The hyper-style doesn't end with Dredd's unique array of finishing moves either; Cassandra's telepathy is a weapon of the senses that Travis mines for every flashy montage sequence he can squeeze out of it. In one sequence Cassandra uncovers an important clue by subjecting one of Ma-Ma's assailants to mental torture a terrifying whirlwind of imagery of saturated nightmares (if you've ever watched Saw after scarfing down an undercooked burrito you know what I mean). Travis amps "MTV editing" in these sequences an assault to the senses that's just as purposefully grating as the gritty fight sequences.
What makes the whole thing worth watching are the film's two leads. Urban has the thankless task of playing Dredd under the Judge's signature mask — someone obviously forgot to tell the police force of the future that the eyes are the windows to the soul. Urban makes up for it with a spectrum of snarls and a voice that sends chills down the spine. He also knows his way around comedy timing (as evidenced by his equally-impressive performance as Bones in J.J. Abrams' Star Trek) delivering kitschy zingers that click with Dredd's rough and tough world. The yin to his yang Cassandra could have been another helpless female costar who steps in with magical powers when the time is right but Thirlby is the real heart and soul of Dredd breathing compassion into a dimly lit situation and reflecting the grey morality of the entire Judge program. Why are people cool with cops coming in and blowing them away when they see fit? Why is that the new definition of heroism? The script by Alex Garland (28 Days Later Never Let Me Go) is smart to ask those questions and Cassandra is the perfect proxy. Thirlby as adorable as she is plays the gal fierce a sensible kind of Judge that can live side by side with Dredd.
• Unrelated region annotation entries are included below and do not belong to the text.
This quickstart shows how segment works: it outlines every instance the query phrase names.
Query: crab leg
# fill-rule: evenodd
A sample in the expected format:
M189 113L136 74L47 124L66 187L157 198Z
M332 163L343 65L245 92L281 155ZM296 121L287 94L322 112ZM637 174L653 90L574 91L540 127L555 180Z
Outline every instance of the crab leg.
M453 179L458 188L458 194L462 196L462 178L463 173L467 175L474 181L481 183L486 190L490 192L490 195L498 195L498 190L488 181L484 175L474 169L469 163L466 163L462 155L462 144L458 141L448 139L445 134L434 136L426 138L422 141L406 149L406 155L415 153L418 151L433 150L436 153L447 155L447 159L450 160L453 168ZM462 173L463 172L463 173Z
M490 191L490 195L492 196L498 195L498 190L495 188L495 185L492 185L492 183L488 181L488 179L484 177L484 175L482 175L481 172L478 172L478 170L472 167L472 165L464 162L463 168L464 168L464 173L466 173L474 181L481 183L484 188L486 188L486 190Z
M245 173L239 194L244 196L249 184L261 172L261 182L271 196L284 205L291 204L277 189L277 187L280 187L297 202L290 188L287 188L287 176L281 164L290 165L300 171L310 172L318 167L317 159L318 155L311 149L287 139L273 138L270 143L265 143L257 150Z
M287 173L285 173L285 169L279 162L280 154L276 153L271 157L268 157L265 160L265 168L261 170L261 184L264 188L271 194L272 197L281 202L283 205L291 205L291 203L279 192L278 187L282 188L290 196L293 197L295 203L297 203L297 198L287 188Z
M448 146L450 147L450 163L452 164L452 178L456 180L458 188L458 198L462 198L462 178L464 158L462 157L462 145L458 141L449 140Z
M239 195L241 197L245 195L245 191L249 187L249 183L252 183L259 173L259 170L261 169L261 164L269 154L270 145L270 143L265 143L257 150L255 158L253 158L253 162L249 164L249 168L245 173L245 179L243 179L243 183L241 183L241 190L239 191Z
There are a lot of people who won't be able to stomach Dredd partly for the level of violence partly for the consistency and pace of how that violence is unleashed. The small scale and singular location of the action don't allow Dredd to keep the surprises coming. After awhile watching human heads splatter like water balloons becomes taxing and unenjoyable (which some psychologists may say should have been the case in the first place). Hedley does a decent job of making her psychotic Ma-Ma into a wicked villain who deserves her due but without a fleshed out cause and bigger picture implications it's hard to care. Her squad of faceless men are more like punching bags then characters. But over-the-top mayhem has its place and when accompanied by a badass like Dredd and a pumping electronica score it's hard not to cheer when the Judge lays down the gruesome law. Dredd isn't a great film but it's a great Comic-Con film — one worth catching at midnight and screaming your lungs out all in good absurd fun.